O Gringo Cardia teve soluções fantásticas, de uma beleza incrível, ao mesmo tempo respeitando aquilo que pode ser chamado de uma estética da periferia. Trabalhou materiais locais e trouxe para o primeiro plano os detalhes, que em geral ficam escondidos em meio à poluição geral.
Como se deu a escolha das cores?
A escolha pelas cores foi feita a partir de um trabalho de pesquisa. Antes de fazer o filme, filmamos algumas coreografias na própria locação para analisar os resultados. E descobrimos que o conjunto ficava muito escuro. As ruelas são pequenas, tem pouca luz, os tijolos acabavam dominando. Aquilo não refletia a realidade da favela nem o que queríamos mostrar. Um musical vibrante. Precisávamos usar muito bem as cores para podermos chegar a esta vibração. O figurino, então, é todo colorido, com exceção da coreografia do ‘Pneu queimado’. As cores também ganharam uma função dramática, exacerbada na definição das cores dos grupos rivais.

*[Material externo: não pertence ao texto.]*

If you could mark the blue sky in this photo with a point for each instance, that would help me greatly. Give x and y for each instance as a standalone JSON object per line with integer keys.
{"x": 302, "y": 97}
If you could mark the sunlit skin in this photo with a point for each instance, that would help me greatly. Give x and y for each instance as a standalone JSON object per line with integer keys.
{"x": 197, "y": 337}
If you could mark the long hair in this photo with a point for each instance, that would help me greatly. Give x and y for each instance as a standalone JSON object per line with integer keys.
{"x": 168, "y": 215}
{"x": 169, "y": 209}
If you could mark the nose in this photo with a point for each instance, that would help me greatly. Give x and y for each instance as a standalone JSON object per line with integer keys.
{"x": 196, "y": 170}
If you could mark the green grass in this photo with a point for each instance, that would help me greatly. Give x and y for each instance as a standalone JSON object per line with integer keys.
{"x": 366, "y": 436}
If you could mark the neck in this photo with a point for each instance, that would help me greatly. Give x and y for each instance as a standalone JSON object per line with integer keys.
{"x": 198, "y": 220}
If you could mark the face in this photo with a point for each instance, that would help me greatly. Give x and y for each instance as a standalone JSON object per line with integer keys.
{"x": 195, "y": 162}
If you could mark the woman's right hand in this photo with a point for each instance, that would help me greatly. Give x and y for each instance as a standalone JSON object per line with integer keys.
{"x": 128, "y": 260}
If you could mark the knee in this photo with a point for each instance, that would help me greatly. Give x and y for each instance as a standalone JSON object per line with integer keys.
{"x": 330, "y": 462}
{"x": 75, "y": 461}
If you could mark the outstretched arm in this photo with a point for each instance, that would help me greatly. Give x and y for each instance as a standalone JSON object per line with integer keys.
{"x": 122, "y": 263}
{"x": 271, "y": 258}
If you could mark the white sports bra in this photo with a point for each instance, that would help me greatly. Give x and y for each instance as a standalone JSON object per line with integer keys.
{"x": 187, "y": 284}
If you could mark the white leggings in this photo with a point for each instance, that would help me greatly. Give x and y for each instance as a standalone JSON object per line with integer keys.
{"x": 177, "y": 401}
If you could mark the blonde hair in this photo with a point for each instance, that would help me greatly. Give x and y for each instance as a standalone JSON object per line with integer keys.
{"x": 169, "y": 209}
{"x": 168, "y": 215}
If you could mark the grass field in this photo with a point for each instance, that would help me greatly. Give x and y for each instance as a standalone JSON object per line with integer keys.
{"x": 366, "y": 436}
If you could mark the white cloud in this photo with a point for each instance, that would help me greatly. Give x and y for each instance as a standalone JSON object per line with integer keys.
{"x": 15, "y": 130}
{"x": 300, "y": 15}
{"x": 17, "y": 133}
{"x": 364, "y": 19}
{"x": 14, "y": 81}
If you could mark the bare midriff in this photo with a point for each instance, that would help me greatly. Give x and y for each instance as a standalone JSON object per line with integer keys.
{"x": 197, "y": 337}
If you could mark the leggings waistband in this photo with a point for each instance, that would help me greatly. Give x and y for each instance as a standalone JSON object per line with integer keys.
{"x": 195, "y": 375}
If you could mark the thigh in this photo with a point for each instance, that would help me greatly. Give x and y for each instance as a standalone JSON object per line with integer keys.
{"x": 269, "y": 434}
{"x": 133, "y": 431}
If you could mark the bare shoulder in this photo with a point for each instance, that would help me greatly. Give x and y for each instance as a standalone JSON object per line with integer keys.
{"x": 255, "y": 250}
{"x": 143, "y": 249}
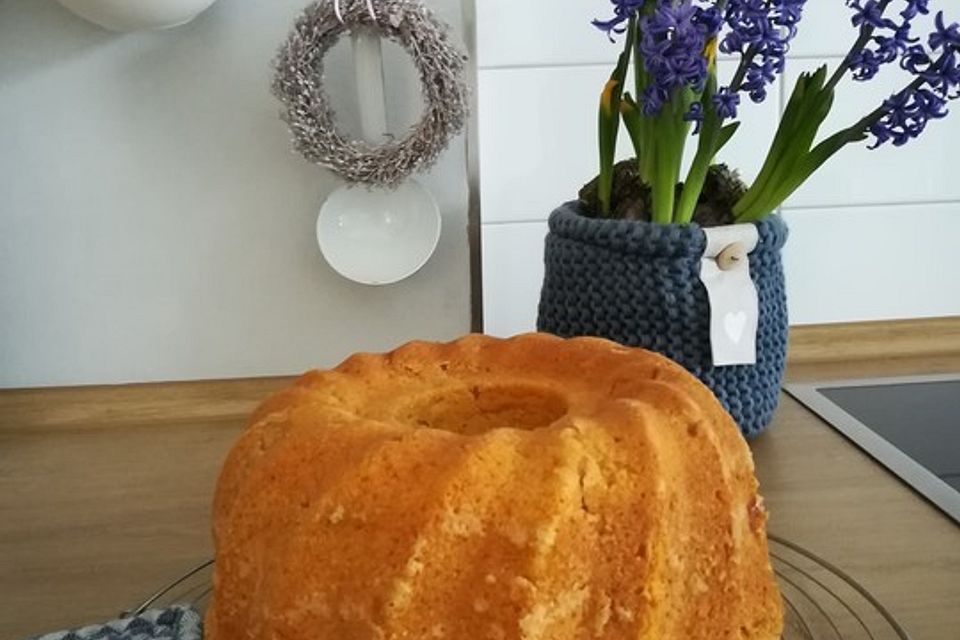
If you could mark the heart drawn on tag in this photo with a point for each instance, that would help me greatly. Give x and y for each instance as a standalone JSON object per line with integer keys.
{"x": 735, "y": 323}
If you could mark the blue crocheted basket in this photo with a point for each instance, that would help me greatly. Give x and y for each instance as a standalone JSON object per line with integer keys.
{"x": 637, "y": 283}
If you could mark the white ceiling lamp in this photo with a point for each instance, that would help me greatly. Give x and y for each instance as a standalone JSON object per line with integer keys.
{"x": 135, "y": 15}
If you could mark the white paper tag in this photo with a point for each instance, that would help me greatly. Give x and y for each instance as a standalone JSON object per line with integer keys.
{"x": 734, "y": 306}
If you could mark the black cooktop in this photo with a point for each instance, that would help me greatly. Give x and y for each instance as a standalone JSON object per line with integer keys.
{"x": 911, "y": 425}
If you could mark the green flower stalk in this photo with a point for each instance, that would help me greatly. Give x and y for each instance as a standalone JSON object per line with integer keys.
{"x": 673, "y": 47}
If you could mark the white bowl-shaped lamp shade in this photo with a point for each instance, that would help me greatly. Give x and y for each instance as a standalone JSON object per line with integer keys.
{"x": 136, "y": 15}
{"x": 378, "y": 236}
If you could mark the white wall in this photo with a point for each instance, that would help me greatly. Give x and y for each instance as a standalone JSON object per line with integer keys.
{"x": 154, "y": 223}
{"x": 874, "y": 236}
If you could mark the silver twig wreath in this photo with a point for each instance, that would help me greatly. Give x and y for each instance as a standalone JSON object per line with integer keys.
{"x": 299, "y": 85}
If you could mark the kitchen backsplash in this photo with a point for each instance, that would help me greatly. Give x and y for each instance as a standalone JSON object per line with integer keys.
{"x": 540, "y": 77}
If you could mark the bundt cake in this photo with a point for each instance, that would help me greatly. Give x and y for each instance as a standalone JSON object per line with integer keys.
{"x": 524, "y": 489}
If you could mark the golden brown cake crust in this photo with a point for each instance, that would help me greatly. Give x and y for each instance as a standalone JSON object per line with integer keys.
{"x": 532, "y": 488}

Qual foi a orientação para a fotografia?
Por trabalhar com não-atores e com muitos bailarinos, precisávamos de uma liberdade de câmera maior. O Lúcio Kodato praticamente iluminou quase o tempo todo 360º, o que possibilitava um trabalho sem restrições. A câmera livre que o Fabrício Tavares fez foi fundamental, porque por serem não-atores, eles não tinham experiência de plano e contra-plano, nem de repetir a cena da mesma forma numa segunda tomada. Esta opção acabou trazendo uma vitalidade, uma energia muito grande para o filme.
Como você integrou o musical e as cenas dramáticas?
O grande desafio desse filme era conseguir aproveitar esse nível de realidade que os atores – todos vindos de comunidades - traziam e manter ao mesmo tempo a sensação de fantasia. Sair da realidade, entrar na coreografia, voltar à realidade... sem perder a noção de identidade. Não podíamos entrar na fantasia total, nem cair na realidade pura e simples.
Claro que ao filmar uma guerra não passava pela nossa cabeça colocar todo mundo bailando. A violência existe de fato, com canhão, bala, policiais, não se pode perder essa dimensão e é preciso que o espectador seja levado a acreditar naquilo que vê. Ao mesmo tempo, não queríamos fazer um filme de ação. O que tentamos fazer foi aproximar estes dois mundos, porque este limite entre ser bandido ou bailarino é tênue para quem vive numa favela. E numa cena como a do Pneu Queimado sente-se isto de uma forma quase dolorosa porque os movimentos da guerra com a dança se aproximam.
Como você integrou atores e não atores?
Esta foi uma outra dificuldade da direção. O corpo de dança inteiro nunca tinha atuado na vida. E ao juntar os não-atores aos atores não podia haver nenhum estranhamento, nenhuma atuação destacada. Este desafio foi muito grande para a Marisa Orth que atuava diretamente com eles em quase todo o filme. Para se alcançar esta integração, trabalhamos cerca de cinco meses com os bailarinos em workshops de dramaturgia coordenados pelo Christian Duuvoort, que fez um excelente trabalho. Ali, não havia roteiro ou texto. As ideias eram lançadas e eles iam resolvendo. O roteiro como existe no filme saiu muito deste trabalho. Posteriormente, os atores se integraram nestes laboratórios. E uma das soluções para unir esses dois mundos foi pedir aos atores que também trabalhassem, na medida do possível, no universo da improvisação.